Monday, February 3, 2014

Book Review: Port Vila Blues (1996) by Garry Disher

If you've ever read any of the Parker crime novels by Richard Stark (I've a got piece on him here), then there won't be many surprises waiting for you in the Wyatt novels by Garry Disher. The setting is Australia instead of the US, but in every other regard Wyatt is simply Parker's Down Under cousin. Not that there's anything wrong with that. Most genre writers ride on the coattails of the historical greats in their field, and in the case of crime/mystery fiction there are very few contemporary fictional sleuths/heroes who don't carry some of the DNA of Phillip Marlowe, Sherlock Holmes, Miss Marple, and, yes, Parker.

In Port Vila Blues Wyatt, a career thief every bit as ruthless and efficient as Parker, faces off against a bunch of corrupt cops after his latest burglary unearths a Tiffany brooch that leads to a crooked judge who's masterminding his own team of burglars. There's double-crosses, random acts of violence, and Wyatt has to get himself out of some very tight situations. The writing is good, but if you've read anything by Stark you're left wishing that he had not taken a twenty-five-year hiatus in writing Parker novels.

What's interesting about Parker, Wyatt and Lee Child's Jack Reacher (yet another of Parker's literary cousins) is the appeal these sociopaths have for readers. Yes, they are sociopaths.

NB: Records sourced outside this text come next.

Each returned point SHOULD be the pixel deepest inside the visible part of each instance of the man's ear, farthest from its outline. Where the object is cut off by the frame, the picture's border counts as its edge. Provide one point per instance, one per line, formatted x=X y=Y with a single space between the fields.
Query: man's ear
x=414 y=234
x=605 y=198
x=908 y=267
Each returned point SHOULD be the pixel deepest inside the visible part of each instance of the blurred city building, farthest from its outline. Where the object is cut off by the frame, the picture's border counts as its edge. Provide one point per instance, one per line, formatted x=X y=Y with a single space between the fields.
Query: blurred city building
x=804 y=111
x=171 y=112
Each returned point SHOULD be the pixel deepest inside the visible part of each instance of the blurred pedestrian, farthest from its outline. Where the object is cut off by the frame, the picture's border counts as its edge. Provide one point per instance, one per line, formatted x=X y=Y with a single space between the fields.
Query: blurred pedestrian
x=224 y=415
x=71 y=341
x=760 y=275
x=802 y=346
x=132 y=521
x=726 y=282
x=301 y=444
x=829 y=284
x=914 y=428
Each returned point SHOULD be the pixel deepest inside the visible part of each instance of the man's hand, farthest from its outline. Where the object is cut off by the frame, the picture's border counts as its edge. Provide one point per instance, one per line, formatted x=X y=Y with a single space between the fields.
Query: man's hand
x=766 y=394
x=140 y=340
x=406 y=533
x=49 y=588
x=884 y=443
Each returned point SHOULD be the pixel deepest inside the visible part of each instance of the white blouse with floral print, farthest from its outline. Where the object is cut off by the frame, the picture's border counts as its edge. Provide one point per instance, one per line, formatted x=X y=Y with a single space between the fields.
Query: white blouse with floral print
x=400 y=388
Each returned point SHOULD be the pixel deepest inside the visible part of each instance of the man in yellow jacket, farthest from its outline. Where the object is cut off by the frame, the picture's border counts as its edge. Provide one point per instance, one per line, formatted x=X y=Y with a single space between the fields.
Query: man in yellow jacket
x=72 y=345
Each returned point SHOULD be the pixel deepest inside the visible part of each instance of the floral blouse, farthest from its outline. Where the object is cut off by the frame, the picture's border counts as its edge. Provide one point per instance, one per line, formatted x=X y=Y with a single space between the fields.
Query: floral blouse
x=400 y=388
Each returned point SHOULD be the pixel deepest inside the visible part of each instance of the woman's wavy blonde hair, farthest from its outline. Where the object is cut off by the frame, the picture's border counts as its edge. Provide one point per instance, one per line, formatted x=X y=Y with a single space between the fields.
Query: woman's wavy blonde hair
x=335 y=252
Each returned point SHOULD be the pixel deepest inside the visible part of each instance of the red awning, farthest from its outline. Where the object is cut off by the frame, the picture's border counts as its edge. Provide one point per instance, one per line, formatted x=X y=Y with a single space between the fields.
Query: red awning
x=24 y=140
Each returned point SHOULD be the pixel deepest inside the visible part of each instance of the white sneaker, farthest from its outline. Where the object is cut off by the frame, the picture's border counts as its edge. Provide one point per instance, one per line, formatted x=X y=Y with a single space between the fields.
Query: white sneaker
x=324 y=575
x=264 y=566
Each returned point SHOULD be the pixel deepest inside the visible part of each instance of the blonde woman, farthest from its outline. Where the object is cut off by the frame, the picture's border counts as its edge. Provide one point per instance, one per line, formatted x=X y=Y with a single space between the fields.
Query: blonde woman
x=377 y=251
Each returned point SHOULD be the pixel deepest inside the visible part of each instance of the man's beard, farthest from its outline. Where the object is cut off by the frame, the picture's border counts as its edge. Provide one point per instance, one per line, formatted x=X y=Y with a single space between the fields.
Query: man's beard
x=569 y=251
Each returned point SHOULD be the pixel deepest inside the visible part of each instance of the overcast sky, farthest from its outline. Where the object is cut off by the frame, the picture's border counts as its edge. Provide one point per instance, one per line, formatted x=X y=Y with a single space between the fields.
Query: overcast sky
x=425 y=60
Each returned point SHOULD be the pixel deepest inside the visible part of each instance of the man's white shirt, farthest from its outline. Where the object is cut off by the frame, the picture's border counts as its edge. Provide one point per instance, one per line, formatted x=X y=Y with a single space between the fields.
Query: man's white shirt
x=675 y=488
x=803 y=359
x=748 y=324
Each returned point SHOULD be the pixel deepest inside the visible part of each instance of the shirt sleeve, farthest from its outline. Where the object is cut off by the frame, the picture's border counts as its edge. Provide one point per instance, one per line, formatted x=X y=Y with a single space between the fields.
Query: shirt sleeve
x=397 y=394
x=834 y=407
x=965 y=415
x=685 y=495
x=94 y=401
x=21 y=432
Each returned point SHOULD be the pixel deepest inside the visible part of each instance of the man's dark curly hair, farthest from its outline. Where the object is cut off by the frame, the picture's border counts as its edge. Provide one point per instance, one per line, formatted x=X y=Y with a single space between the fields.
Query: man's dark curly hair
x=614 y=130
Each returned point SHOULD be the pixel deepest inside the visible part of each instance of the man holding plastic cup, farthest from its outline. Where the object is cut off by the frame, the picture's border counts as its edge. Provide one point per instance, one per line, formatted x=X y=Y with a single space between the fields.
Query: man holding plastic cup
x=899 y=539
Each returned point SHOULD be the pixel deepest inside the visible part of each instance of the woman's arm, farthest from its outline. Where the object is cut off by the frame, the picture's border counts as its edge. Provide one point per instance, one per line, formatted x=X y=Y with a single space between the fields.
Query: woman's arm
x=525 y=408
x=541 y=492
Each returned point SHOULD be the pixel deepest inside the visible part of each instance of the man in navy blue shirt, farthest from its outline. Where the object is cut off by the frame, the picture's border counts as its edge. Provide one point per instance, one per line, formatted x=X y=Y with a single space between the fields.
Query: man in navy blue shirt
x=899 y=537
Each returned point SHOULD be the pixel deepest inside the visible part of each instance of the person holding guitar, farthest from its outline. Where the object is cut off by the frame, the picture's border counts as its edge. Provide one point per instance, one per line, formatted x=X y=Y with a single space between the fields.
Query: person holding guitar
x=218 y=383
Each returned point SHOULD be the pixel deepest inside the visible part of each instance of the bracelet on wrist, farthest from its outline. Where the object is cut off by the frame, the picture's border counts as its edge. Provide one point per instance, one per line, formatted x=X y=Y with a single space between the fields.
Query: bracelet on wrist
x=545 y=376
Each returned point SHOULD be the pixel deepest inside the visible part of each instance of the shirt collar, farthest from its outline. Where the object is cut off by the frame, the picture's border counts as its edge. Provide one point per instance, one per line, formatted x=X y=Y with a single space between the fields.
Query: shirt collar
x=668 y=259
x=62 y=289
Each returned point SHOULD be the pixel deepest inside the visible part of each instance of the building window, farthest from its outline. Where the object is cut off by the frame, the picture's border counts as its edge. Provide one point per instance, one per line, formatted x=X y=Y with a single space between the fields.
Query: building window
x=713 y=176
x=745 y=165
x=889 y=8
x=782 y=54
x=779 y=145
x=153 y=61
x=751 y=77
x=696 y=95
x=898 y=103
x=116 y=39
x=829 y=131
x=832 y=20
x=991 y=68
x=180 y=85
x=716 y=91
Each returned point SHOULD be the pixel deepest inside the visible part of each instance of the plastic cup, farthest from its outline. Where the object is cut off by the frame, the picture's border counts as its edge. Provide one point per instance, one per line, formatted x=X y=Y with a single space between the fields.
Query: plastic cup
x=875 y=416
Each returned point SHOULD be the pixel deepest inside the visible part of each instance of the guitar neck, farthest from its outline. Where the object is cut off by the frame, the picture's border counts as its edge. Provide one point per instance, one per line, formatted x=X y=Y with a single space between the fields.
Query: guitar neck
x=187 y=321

What distinguishes the firm of Parker, Wyatt & Reacher from other crime fiction heroes and anti-heroes is their utter cold-bloodedness, their disconnect from normal life and emotions, and their casual use of lethal and non-lethal violence. In the real world, people like this are behind bars for lengthy stretches or on death row, and society is happy that that's where they are. In fiction, however, a significant number of readers take a vicarious thrill in the remorseless actions of PW & R. It's rather disturbing and revealing that a great many people have a secret fantasy that involves either being a stone cold killer, or wishing that there was flinty-eyed avenging angel out there (take a bow, Jack Reacher) willing and eager to kill without mercy or hesitation in order to return the social order to its rightful balance. What separates PW & R from more traditional heroes is their thorough disconnect with normal human relationships and behavior. PW & R don't have hobbies, they have no permanent relationships, no living relatives, they have alliances rather than friendships, most quotidian human pleasures are a mystery to them, and the opposite sex only exists for casual sex. James Bond may have been the first hero of this type (here's my piece on Bond), but at least his sociopathy was moderated by rampant sensualism; PW & R are positively monk-like in their tastes--Reacher, for example, makes a fetish of only drinking black coffee.

I'll admit I'm a fan of PW & R, but it's something of a guilty pleasure. Like a lot of other readers, I guess I have a secret, perverse desire for an agent of chaos and violence to be at large in the world to disrupt my safe, predictable middle-class existence. I know that it would be best and safest to live in a Miss Marple world, but every once in a while I'd like to see PW & R blow through town and knock over a bank, gun down a crime lord, and break the arms of some thugs. But please, no casual sex with Miss Marple. Some worlds should never collide.